Metadata tree

This section describes Cypress, the meta information tree. Cypress contains various system information as well as indications of where user data is stored. This section includes three subsections describing a general tree view, Cypress node attributes, and TTL for Cypress nodes.

General tree view

To a user, Cypress looks like a Linux file system tree but with a number of significant differences. First, every tree node has an associated collection of attributes, including some user-defined ones. Second, the tree is transactional. Third, files and directories, as well as other objects, can serve as Cypress nodes. Like a file system, Cypress supports an access control system.

Cypress is rooted at / which has map_node type (that is, it's a directory). Cypress nodes are addressed using YPath.

Example paths: //tmp is the temporary directory, //tmp/@ is a pointer to the directory attributes, //tmp/table/@type is the path to the type attribute of the //tmp/table node.

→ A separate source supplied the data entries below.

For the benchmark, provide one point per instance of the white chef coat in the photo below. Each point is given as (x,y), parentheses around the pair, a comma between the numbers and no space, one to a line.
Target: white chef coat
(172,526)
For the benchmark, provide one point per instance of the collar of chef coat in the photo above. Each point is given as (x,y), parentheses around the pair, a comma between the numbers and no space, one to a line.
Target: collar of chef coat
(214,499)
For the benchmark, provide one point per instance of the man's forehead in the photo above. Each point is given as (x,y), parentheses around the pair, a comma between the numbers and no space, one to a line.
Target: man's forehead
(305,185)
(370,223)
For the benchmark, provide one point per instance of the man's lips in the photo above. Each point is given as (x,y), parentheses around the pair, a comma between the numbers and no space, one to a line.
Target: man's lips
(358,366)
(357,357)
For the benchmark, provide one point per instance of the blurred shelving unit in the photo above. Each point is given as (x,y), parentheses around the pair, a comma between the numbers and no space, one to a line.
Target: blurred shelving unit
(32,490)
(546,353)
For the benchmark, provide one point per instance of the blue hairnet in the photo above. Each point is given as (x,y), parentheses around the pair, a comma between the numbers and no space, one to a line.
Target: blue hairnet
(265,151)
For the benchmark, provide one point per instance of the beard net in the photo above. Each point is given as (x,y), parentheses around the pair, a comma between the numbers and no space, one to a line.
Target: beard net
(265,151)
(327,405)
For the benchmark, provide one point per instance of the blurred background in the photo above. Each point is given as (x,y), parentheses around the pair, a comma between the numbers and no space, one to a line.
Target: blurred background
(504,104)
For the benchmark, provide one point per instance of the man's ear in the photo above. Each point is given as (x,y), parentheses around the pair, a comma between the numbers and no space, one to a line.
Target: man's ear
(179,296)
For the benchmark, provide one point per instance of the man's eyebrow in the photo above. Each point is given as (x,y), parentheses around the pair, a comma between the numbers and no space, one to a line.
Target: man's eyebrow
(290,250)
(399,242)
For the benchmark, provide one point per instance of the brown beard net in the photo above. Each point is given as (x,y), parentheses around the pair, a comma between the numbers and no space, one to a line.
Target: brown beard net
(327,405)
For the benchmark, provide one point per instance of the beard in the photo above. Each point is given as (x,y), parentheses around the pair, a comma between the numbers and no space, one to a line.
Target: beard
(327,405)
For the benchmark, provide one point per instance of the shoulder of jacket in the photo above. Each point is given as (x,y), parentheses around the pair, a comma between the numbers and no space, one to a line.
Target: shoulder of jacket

Using YPath, you can represent Cypress as follows:

/
  /home
    /user1
      /table
        /@id
        /@chunk_ids
        /@type
        ...
      ...
    /user2
    ...
  /tmp
  /sys
    /chunks
      ...
    ...
  ...

You can manipulate Cypress via a CLI.

Cypress node attributes

In addition to attributes common to all objects, Cypress nodes have additional attributes listed in the table:

Attribute Type Value
parent_id string Parent node ID (none for the root)
locks array<Lock> List of locks taken out on a node
lock_mode LockMode Current node lock mode (transaction-dependent)
path string Node absolute path
key string Key to access this node in its parent folder (if the node is so nested)
creation_time DateTime Node create time
modification_time DateTime Node most recent modification time
access_time DateTime Node most recent access time
expiration_time DateTime Time automatically to delete a node. Optional attribute
expiration_timeout DateTime A timeout for the automatic deletion of a node if it has not been accessed. Optional attribute
access_counter integer Number of times a node has been accessed since being created
revision integer Node revision
resource_usage ClusterResources Cluster resources appropriated by a node
recursive_resource_usage ClusterResources Cluster resources appropriated by a node and its entire subtree
account string Account used to keep track of the resources being used by a specific node
annotation string Human-readable summary description of an object

Each node has its own attribute responsible for access control. Therefore, its attributes include inherit_acl, acl, and owner. For more information, see Access control system.

Time attributes

The creation_time attribute stores the node create time. The modification_time attribute stores the time of the last update of the node and node attribute. modification_time does not track child node updates, that is, modification_time for map_node does not change if there are changes somewhere deep in the tree.

When a node is created and every time a node is modified, the system updates its revision attribute. It stores a non-negative integer. The revision number is guaranteed to increase in a strictly monotonous manner over time. You can use revisions to verify that a node has not updated. revision updates together with modification_time.

The access_time attribute stores the most recent node access time. Attribute access does not count. In addition, to improve performance, the system does not update this attribute for every access transaction but rather accumulates such transactions and updates access_time approximately once per second.

Attention

In rare cases, an attribute may have been accessed without an access_time update because of a master server fault.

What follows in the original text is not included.